La littérature n’a pas de frontière, elle appartient à la planète entière et Henri Abril nous le prouve une fois de plus, il écrit des vers en français, il est d’origine espagnole et y vit à nouveau, il a épousé une Ukrainienne et a édité ce recueil dans mon Haut-Jura natal. « Si lointaines mes espagnes, si proche ton Ukraine / avec leur ferveur de nuits dénoyautées ». Non seulement son talent escalade les frontières sans aucune difficulté mais, de plus, il crée pour ce recueil une prosodie nouvelle que son éditeur présente comme : « des sixains d’une forme inédite – comme éclatés par les obus et les drones : tercet enchâssé dans une rime slave, distique en italique, monostiche orphelin et rescapé… ». J’ai recopié le sixain ci-dessous pour éclairer cette poétique :

« Les poésies d’amour en temps de guerre
Tu en savais sur le bout de la langue et des doigts,
ô loup somnambule sans cesse aux aguets

Trop éculée pour mourir la dernière aurore
Viendra rougeoyer hors des draps encore neufs

Guillaume tangue, coque échouée dans un désert »

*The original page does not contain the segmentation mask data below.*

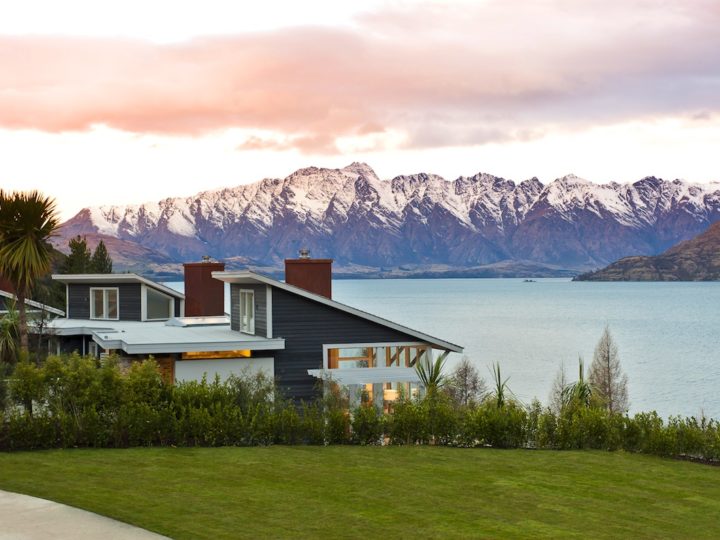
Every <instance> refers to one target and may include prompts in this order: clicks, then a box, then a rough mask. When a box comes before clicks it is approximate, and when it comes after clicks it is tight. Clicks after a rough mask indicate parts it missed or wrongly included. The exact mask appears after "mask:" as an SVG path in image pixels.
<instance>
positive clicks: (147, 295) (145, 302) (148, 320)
mask: <svg viewBox="0 0 720 540" xmlns="http://www.w3.org/2000/svg"><path fill="white" fill-rule="evenodd" d="M143 289H144V294H145V318H144V320H146V321H166V320H168V319H170V318H172V316H173V312H174V310H175V301H174V300H173V298H171V297H170V296H168V295H166V294H163V293H161V292H159V291H156V290H155V289H151V288H150V287H143Z"/></svg>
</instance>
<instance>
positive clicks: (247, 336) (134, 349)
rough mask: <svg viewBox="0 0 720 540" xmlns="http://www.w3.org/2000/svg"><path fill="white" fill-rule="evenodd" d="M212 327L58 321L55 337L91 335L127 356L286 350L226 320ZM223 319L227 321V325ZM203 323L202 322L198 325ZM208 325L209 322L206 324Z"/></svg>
mask: <svg viewBox="0 0 720 540" xmlns="http://www.w3.org/2000/svg"><path fill="white" fill-rule="evenodd" d="M216 319H218V320H217V321H210V323H209V324H197V325H193V324H189V323H188V318H187V317H186V318H185V320H184V321H183V320H181V321H180V322H177V321H174V320H173V319H171V320H170V321H167V322H165V321H158V322H147V321H145V322H141V321H99V320H87V319H56V320H54V321H53V322H52V328H53V331H54V332H55V334H56V335H60V336H64V335H89V336H92V338H93V341H95V342H96V343H98V344H99V345H100V346H101V347H102V348H103V349H121V350H123V351H125V352H126V353H128V354H161V353H163V354H167V353H182V352H204V351H235V350H242V349H249V350H258V351H261V350H278V349H284V348H285V340H284V339H282V338H275V339H269V338H264V337H261V336H253V335H249V334H242V333H240V332H237V331H235V330H231V329H230V323H229V321H227V320H226V318H224V317H222V318H221V317H216ZM220 319H225V322H223V321H221V320H220ZM198 322H203V321H198ZM206 322H207V321H206Z"/></svg>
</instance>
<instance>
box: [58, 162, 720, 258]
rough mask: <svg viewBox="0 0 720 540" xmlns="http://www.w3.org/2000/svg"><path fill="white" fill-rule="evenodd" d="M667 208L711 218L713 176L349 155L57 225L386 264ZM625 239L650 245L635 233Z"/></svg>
mask: <svg viewBox="0 0 720 540" xmlns="http://www.w3.org/2000/svg"><path fill="white" fill-rule="evenodd" d="M677 216H681V217H682V219H681V221H680V223H685V224H688V223H689V224H692V226H691V225H686V227H687V229H686V230H687V231H694V230H695V228H693V227H701V226H703V224H707V223H709V222H712V221H713V220H716V219H720V184H715V185H698V184H689V183H685V182H682V181H664V180H661V179H657V178H654V177H647V178H644V179H642V180H639V181H637V182H635V183H633V184H618V183H614V182H613V183H608V184H596V183H593V182H590V181H588V180H585V179H582V178H580V177H578V176H576V175H574V174H569V175H566V176H563V177H561V178H557V179H555V180H553V181H552V182H550V183H549V184H547V185H543V184H542V183H541V182H540V181H539V180H538V179H537V178H531V179H528V180H524V181H522V182H520V183H516V182H514V181H513V180H508V179H504V178H501V177H497V176H493V175H491V174H487V173H482V172H480V173H477V174H475V175H474V176H470V177H465V176H461V177H459V178H457V179H456V180H452V181H448V180H446V179H444V178H442V177H441V176H437V175H433V174H427V173H418V174H413V175H408V176H397V177H395V178H393V179H392V180H381V179H379V178H378V177H377V175H376V174H375V172H374V171H373V169H372V168H371V167H370V166H369V165H367V164H366V163H358V162H355V163H351V164H350V165H348V166H346V167H343V168H342V169H323V168H318V167H308V168H304V169H299V170H297V171H295V172H294V173H292V174H291V175H289V176H287V177H286V178H284V179H279V178H267V179H264V180H261V181H258V182H254V183H252V184H244V185H239V186H236V187H232V188H225V189H220V190H211V191H203V192H200V193H198V194H197V195H194V196H192V197H184V198H183V197H178V198H168V199H164V200H161V201H158V202H150V203H145V204H140V205H127V206H102V207H95V208H90V209H84V210H83V211H82V212H80V213H79V214H78V215H77V216H75V217H74V218H73V219H72V220H70V221H69V222H68V227H67V229H66V231H67V233H66V234H68V235H70V234H73V235H74V234H78V233H79V234H83V233H84V232H88V233H89V232H98V233H100V234H103V235H107V236H113V237H117V238H120V239H123V240H131V241H133V242H137V243H141V244H142V245H143V246H146V247H149V248H152V249H158V250H160V251H163V252H164V253H165V254H167V255H168V256H170V257H176V258H177V259H179V260H183V259H185V258H186V256H187V255H188V254H190V255H192V256H196V255H198V254H199V255H203V254H211V255H213V256H216V257H233V256H236V255H242V256H243V257H246V258H248V257H251V258H252V257H254V258H256V260H263V261H270V260H272V261H275V260H282V258H283V257H284V256H286V255H287V254H288V253H293V252H294V251H295V249H296V247H297V246H296V244H298V243H300V242H302V243H307V244H308V245H309V246H310V247H312V248H313V250H314V251H316V252H318V250H319V252H326V253H327V255H328V256H333V257H338V260H343V258H345V260H351V259H352V260H354V261H356V262H358V261H360V259H357V258H355V259H353V257H355V255H353V253H355V252H356V251H357V250H359V249H365V248H364V247H363V246H364V245H365V244H368V245H367V246H366V247H367V249H368V250H369V251H368V253H367V254H366V255H364V257H365V262H366V263H367V264H371V261H375V263H377V262H378V261H381V263H379V264H386V263H387V262H388V261H393V260H395V259H393V257H397V254H398V253H404V252H407V253H406V255H405V257H406V258H407V260H410V261H411V260H414V259H413V258H412V257H417V256H418V255H417V254H418V253H435V252H437V253H438V254H439V255H437V257H441V258H442V257H446V259H447V260H448V261H452V260H460V259H461V258H462V257H470V259H468V260H473V261H487V260H491V261H492V260H503V258H508V257H512V256H515V255H513V253H515V252H516V251H517V253H516V255H517V256H518V257H520V258H526V259H528V260H529V259H532V258H533V257H535V256H536V251H537V250H538V249H540V248H538V247H537V245H536V244H535V243H533V240H532V239H533V238H534V236H533V235H536V234H538V233H537V232H536V231H535V228H536V227H540V225H537V223H546V224H548V226H553V227H560V228H561V229H562V227H565V226H566V225H567V224H568V223H570V224H572V227H570V229H572V230H578V229H582V228H583V227H597V226H598V223H602V224H603V225H602V227H601V232H602V234H608V233H607V231H610V230H614V229H613V228H614V227H620V228H623V230H626V229H628V228H629V229H632V230H633V231H636V232H637V234H641V233H642V234H647V233H646V232H642V231H648V230H651V229H652V230H654V229H657V230H658V231H661V232H659V233H658V234H665V235H667V238H668V239H670V240H676V239H677V238H678V234H674V236H673V234H670V233H669V232H667V231H672V230H674V229H673V227H677V225H676V224H675V223H676V220H677ZM554 220H561V222H562V224H561V223H560V222H558V221H554ZM533 223H535V224H533ZM583 223H584V224H585V225H580V224H583ZM588 224H590V225H588ZM704 226H706V225H704ZM552 230H553V231H554V232H553V233H552V234H557V229H552ZM603 231H604V232H603ZM663 231H664V232H663ZM598 234H600V232H598ZM633 234H635V233H633ZM312 238H316V241H317V243H316V244H315V245H313V244H312V242H311V241H310V240H309V239H312ZM540 238H542V237H540ZM663 238H665V237H663ZM543 241H544V240H543ZM566 241H567V239H566ZM668 241H669V240H668ZM637 242H638V243H639V244H634V245H641V244H642V245H650V244H647V242H648V240H647V239H646V238H645V237H642V239H641V240H637ZM643 242H645V243H643ZM662 242H665V240H662ZM662 242H661V241H658V244H657V245H661V244H662ZM600 243H601V244H602V243H603V242H600ZM456 244H457V245H456ZM607 244H608V245H607V246H606V247H603V248H602V249H604V250H605V251H603V252H602V253H601V254H599V255H598V254H583V253H584V251H582V250H585V249H586V248H585V247H583V246H585V245H586V242H585V240H582V241H580V242H579V243H578V246H580V247H577V249H578V250H580V251H581V253H580V254H579V255H577V257H578V261H580V262H581V263H583V264H585V262H587V261H598V262H603V263H604V262H609V261H608V259H610V258H611V257H614V256H616V255H623V254H625V253H626V252H625V251H622V249H621V248H615V247H613V245H611V244H612V243H607ZM603 245H605V244H603ZM652 245H653V246H654V245H655V244H652ZM663 245H664V244H663ZM453 246H454V247H453ZM568 249H569V248H568ZM573 249H575V248H573ZM647 249H649V248H647ZM328 250H334V251H328ZM565 251H566V248H565V247H563V248H562V249H560V248H558V251H557V253H564V252H565ZM413 254H415V255H413ZM471 254H472V255H471ZM433 256H435V255H433ZM548 260H549V261H550V262H553V261H554V259H548ZM583 261H585V262H583ZM360 262H361V261H360ZM375 263H372V264H375ZM363 264H365V263H363Z"/></svg>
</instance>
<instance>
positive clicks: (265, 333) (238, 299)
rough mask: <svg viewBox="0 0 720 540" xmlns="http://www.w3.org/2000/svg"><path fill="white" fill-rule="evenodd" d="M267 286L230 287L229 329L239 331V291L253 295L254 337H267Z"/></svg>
mask: <svg viewBox="0 0 720 540" xmlns="http://www.w3.org/2000/svg"><path fill="white" fill-rule="evenodd" d="M267 287H268V286H267V285H262V284H260V285H240V284H238V283H233V284H231V285H230V328H231V329H232V330H237V331H238V332H239V331H240V291H241V290H244V291H253V292H254V293H255V335H256V336H262V337H269V336H268V335H267Z"/></svg>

Les poèmes d’Henri Abril sont très ajourés, leur musique est douce à l’oreille mais leur texte plus violent pour le cœur tant ils évoquent des épisodes cruels, leur rythme est souvent marqué par de nombreuses allitérations. Si la forme de ses poèmes est séduisante et agréable à la lecture, le fond est beaucoup plus combatif. Henri Abril écrit pour rendre hommage aux victimes innocentes de tous les conflits, notamment celles du peuple ukrainien agressé injustement, violenté dans ses chairs, bousculé dans ses droits.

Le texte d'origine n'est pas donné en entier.